Petugas pemutakhiran data pemilih melaksanakan coklit di rumah Ketua Bawaslu Kulon Progo Marwanto pada Senin (24/6). ANTARA/HO-Dokumentasi Pribadi

Kulon Progo (ANTARA) - Badan Pengawas Pemilu Kabupaten Kulon Progo, Daerah Istimewa Yogyakarta, mengatakan pelaksanaan pencocokan dan penelitian (coklit) data pemilih Pilkada 2024 yang dimulai Senin untuk membangkitkan kesadaran masyarakat akan pentingnya proses coklit itu

Ketua Bawaslu Kabupaten Kulon Progo Marwanto di Kulon Progo, Senin, mengatakan pencocokan dan penelitian dapat digunakan sebagai momentum untuk membangkitkan kesadaran masyarakat akan pentingnya proses coklit itu.

"Kami berharap petugas melaksanakan dengan baik, dan coklit jangan hanya gebyar di awal," kata Marwanto usai menerima petugas pendaftaran pemilih (pantarlih) di rumahnya, Senin sore.

Ia mengatakan pantartlih melakukan pencocokan dan penelitian (coklit) di rumahnya tersebut dengan didampingi panitia pemungutan suara (PPS), pengawas desa dan pengawas kecamatan.

Namun Marwanto juga mengingatkan agar kegiatan coklit, yang merupakan bagian penting dari tahapan pemutakhiran data dan penyusunan daftar pemilih (mutarlih) tidak terjebak sebagai seremoni yang hanya menekankan gebyarnya di awal.

“Coklit adalah kegiatan serius yang memerlukan ketelitian ketekunan kecermatan dan konsistensi. Jangan sampai pantarlih turun ke rumah-rumah hanya di dua atau tiga hari pertama, selebihnya pantarlih mencoklit dari belakang meja, dan itu dilakukan di minggu terakhir dari satu bulan waktu yang dialokasikan tahapan pilkada," pesan Marwanto.

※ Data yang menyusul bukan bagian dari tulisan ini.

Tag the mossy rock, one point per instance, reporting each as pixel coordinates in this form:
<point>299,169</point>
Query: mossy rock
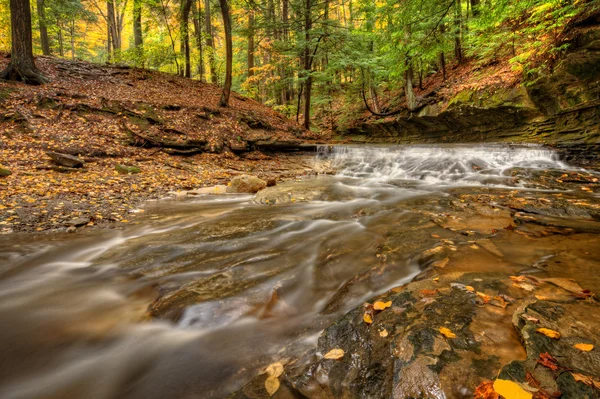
<point>127,169</point>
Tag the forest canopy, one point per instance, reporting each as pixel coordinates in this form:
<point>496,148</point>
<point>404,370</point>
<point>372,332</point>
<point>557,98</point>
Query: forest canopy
<point>296,55</point>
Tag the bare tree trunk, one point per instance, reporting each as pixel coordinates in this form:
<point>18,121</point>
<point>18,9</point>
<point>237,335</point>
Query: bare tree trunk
<point>72,32</point>
<point>411,99</point>
<point>209,43</point>
<point>22,65</point>
<point>229,54</point>
<point>198,31</point>
<point>250,43</point>
<point>457,32</point>
<point>44,39</point>
<point>185,37</point>
<point>307,63</point>
<point>138,40</point>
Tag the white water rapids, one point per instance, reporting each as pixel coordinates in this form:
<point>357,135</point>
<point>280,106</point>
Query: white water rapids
<point>254,283</point>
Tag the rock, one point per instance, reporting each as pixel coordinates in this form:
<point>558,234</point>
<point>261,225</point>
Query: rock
<point>68,161</point>
<point>78,222</point>
<point>577,322</point>
<point>271,182</point>
<point>246,184</point>
<point>127,169</point>
<point>218,189</point>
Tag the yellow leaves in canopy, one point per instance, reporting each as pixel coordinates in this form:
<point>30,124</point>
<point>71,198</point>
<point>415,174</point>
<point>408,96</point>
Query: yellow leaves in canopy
<point>447,332</point>
<point>382,305</point>
<point>334,354</point>
<point>272,382</point>
<point>511,390</point>
<point>549,333</point>
<point>584,347</point>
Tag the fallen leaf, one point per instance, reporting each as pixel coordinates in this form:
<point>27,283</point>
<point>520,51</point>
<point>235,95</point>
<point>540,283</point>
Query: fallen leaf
<point>549,333</point>
<point>530,318</point>
<point>334,354</point>
<point>511,390</point>
<point>272,385</point>
<point>584,347</point>
<point>382,305</point>
<point>441,263</point>
<point>485,390</point>
<point>547,360</point>
<point>447,333</point>
<point>586,379</point>
<point>275,369</point>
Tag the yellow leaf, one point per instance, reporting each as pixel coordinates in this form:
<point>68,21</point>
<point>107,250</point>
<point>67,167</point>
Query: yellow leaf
<point>511,390</point>
<point>334,354</point>
<point>584,347</point>
<point>549,333</point>
<point>382,305</point>
<point>272,385</point>
<point>275,369</point>
<point>447,333</point>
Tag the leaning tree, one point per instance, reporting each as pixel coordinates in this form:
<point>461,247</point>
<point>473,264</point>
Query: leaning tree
<point>22,66</point>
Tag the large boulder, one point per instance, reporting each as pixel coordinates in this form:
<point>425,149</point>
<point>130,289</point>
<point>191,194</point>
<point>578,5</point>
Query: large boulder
<point>246,184</point>
<point>66,160</point>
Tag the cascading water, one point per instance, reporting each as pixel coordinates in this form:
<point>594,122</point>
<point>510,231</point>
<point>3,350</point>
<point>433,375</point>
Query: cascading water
<point>451,164</point>
<point>239,284</point>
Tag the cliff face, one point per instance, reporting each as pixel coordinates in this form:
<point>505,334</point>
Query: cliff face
<point>562,109</point>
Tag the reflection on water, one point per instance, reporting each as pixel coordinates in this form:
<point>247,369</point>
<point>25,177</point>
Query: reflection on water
<point>203,293</point>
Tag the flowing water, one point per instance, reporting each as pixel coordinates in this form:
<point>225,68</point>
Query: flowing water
<point>201,294</point>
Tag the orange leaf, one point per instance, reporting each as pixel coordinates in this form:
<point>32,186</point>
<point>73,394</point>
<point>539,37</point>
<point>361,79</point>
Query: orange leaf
<point>549,333</point>
<point>382,305</point>
<point>447,333</point>
<point>584,347</point>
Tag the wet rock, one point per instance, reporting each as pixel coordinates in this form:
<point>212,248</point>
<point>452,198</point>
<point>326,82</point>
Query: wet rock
<point>127,169</point>
<point>246,184</point>
<point>66,160</point>
<point>577,322</point>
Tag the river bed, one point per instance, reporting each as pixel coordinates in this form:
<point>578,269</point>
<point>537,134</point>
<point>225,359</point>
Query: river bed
<point>205,292</point>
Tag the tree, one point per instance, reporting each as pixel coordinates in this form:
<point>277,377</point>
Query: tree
<point>229,54</point>
<point>22,65</point>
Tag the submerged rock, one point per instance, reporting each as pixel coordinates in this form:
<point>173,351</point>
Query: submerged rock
<point>246,184</point>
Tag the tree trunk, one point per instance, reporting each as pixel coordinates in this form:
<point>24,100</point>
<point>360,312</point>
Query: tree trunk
<point>229,54</point>
<point>411,99</point>
<point>475,8</point>
<point>307,63</point>
<point>72,33</point>
<point>44,39</point>
<point>22,65</point>
<point>457,32</point>
<point>185,37</point>
<point>209,42</point>
<point>198,31</point>
<point>138,40</point>
<point>250,48</point>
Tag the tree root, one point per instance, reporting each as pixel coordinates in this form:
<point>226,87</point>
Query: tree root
<point>28,75</point>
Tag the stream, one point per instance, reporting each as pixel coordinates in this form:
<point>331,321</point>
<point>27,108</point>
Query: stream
<point>204,292</point>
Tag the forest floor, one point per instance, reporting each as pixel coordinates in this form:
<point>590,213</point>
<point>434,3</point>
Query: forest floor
<point>169,129</point>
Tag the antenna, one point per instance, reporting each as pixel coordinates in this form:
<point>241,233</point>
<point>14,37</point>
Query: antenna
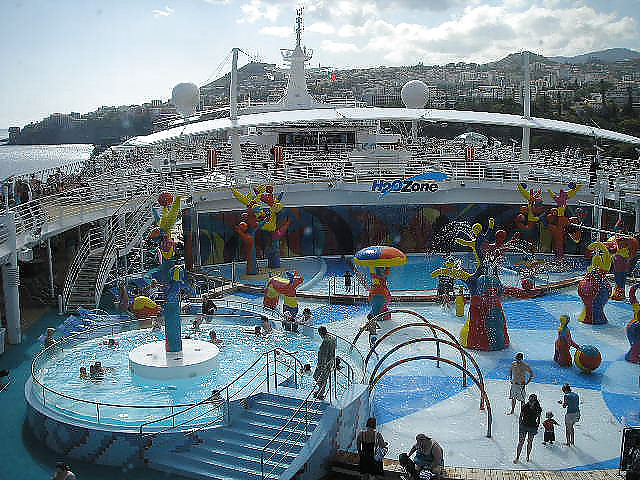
<point>299,27</point>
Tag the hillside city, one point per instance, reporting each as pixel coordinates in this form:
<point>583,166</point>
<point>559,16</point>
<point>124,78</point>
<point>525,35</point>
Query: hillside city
<point>600,88</point>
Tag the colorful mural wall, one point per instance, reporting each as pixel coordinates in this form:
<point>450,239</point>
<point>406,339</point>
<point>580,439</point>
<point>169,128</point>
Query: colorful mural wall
<point>343,230</point>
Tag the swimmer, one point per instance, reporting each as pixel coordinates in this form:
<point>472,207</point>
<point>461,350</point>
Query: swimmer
<point>49,340</point>
<point>195,325</point>
<point>266,326</point>
<point>213,338</point>
<point>307,319</point>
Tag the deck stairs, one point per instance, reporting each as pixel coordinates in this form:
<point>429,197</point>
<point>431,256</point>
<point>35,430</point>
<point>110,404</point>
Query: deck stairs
<point>101,247</point>
<point>234,451</point>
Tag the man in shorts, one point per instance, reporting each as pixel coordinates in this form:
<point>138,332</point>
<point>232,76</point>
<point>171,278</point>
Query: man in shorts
<point>571,402</point>
<point>520,375</point>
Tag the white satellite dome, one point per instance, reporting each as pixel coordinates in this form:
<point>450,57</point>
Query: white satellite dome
<point>414,94</point>
<point>185,96</point>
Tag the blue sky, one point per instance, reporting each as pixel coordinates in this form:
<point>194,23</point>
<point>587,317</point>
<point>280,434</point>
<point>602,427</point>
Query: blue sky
<point>62,56</point>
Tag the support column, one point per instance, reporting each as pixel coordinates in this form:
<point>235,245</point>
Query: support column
<point>233,115</point>
<point>52,288</point>
<point>526,131</point>
<point>10,283</point>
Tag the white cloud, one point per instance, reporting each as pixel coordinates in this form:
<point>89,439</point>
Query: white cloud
<point>258,9</point>
<point>321,27</point>
<point>338,47</point>
<point>163,13</point>
<point>274,31</point>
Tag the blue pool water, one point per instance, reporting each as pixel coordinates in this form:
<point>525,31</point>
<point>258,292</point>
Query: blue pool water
<point>239,349</point>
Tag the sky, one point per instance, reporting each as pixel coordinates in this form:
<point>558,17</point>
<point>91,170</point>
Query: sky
<point>77,55</point>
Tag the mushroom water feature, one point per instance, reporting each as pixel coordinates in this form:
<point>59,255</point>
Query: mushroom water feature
<point>380,259</point>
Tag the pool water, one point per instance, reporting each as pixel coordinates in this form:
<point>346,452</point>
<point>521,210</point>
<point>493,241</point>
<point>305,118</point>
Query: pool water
<point>238,350</point>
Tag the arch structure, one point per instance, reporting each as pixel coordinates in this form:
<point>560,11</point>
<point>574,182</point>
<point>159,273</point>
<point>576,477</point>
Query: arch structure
<point>389,313</point>
<point>373,381</point>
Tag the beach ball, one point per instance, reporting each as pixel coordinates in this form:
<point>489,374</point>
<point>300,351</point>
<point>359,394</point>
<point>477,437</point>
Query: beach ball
<point>587,358</point>
<point>165,199</point>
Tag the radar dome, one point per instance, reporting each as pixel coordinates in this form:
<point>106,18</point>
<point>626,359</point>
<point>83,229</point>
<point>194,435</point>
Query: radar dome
<point>185,96</point>
<point>414,94</point>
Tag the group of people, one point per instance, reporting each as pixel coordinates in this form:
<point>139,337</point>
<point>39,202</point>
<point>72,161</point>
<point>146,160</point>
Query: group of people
<point>96,372</point>
<point>372,449</point>
<point>531,410</point>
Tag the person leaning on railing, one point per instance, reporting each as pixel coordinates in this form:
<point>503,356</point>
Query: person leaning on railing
<point>326,362</point>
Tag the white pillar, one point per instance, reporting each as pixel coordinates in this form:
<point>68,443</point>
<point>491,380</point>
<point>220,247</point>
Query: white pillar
<point>11,282</point>
<point>233,115</point>
<point>52,288</point>
<point>526,131</point>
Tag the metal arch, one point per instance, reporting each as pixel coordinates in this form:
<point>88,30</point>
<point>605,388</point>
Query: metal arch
<point>483,392</point>
<point>424,324</point>
<point>437,340</point>
<point>410,312</point>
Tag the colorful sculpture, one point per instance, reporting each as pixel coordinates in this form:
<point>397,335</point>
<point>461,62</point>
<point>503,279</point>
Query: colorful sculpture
<point>594,289</point>
<point>534,202</point>
<point>143,307</point>
<point>587,358</point>
<point>264,218</point>
<point>167,274</point>
<point>633,328</point>
<point>460,301</point>
<point>284,287</point>
<point>486,325</point>
<point>624,251</point>
<point>379,259</point>
<point>562,355</point>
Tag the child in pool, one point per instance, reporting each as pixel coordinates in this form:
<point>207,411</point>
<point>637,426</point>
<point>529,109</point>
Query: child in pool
<point>549,433</point>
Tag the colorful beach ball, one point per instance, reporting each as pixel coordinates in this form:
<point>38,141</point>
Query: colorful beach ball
<point>587,358</point>
<point>165,199</point>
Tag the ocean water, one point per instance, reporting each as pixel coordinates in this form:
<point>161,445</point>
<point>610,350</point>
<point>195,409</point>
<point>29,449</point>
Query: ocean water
<point>20,159</point>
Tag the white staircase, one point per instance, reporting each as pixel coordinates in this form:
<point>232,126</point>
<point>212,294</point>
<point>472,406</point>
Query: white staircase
<point>237,451</point>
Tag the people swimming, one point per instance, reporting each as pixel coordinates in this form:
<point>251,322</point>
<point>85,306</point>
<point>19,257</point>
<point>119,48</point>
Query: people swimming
<point>213,338</point>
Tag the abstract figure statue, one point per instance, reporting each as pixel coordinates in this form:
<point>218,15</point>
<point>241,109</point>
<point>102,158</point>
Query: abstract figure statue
<point>594,289</point>
<point>624,251</point>
<point>633,328</point>
<point>168,274</point>
<point>486,325</point>
<point>264,218</point>
<point>284,287</point>
<point>562,355</point>
<point>379,259</point>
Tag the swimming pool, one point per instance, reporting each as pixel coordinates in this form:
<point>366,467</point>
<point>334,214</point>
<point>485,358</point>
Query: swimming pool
<point>419,397</point>
<point>128,400</point>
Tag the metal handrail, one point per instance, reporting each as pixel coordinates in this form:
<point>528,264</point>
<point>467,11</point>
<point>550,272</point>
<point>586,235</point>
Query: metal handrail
<point>304,403</point>
<point>115,233</point>
<point>226,389</point>
<point>91,242</point>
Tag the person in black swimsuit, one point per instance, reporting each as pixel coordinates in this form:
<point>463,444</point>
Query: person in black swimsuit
<point>369,441</point>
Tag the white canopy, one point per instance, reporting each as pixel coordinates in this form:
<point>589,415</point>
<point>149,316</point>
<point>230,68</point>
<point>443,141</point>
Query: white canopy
<point>473,139</point>
<point>406,114</point>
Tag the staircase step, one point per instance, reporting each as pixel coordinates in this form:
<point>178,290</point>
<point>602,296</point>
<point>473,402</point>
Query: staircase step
<point>242,449</point>
<point>207,470</point>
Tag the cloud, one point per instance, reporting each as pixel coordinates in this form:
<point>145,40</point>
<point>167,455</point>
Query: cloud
<point>484,32</point>
<point>276,31</point>
<point>258,9</point>
<point>321,27</point>
<point>163,13</point>
<point>338,47</point>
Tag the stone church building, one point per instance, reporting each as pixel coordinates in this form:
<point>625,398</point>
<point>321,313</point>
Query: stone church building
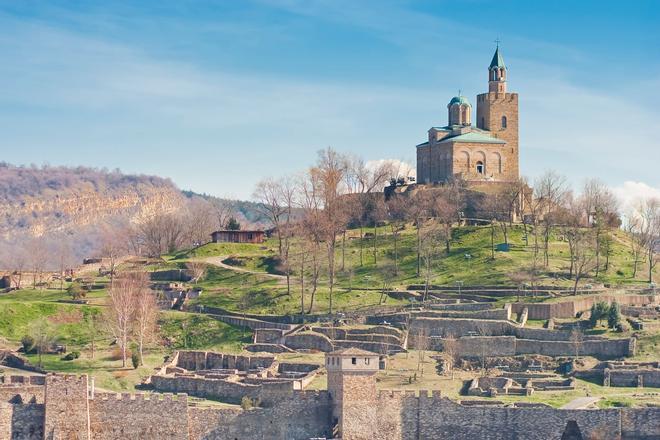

Marwanto menambahkan sejumlah potensi kerawanan itu di antaranya: pantarlih hanya mencoklit di belakang meja atau lewat aplikasi tapi tidak mendatangi pemilih, pantarlih melimpahkan tugasnya ke orang lain, coklit dilakukan di luar jadwal, mencoret pemilih yang memenuhi syarat, tidak mencoret pemilih yang tidak memenuhi syarat, tidak menempel stiker dan tidak menindaklanjuti masukan masyarakat atau saran perbaikan pengawas.

“Kerawanan coklit juga bisa terjadi karena pemilih sulit atau tidak bisa ditemui secara langsung. Juga pemilih yang memiliki permasalahan administrasi kependudukan misalnya pemilih usia 17 tahun tapi belum rekam e-KTP atau pemilih yang datanya tidak sesuai antara di form model A-data pemilih dengan identitas kependudukan misal KTP, KK, atau IDK," kata Marwanto.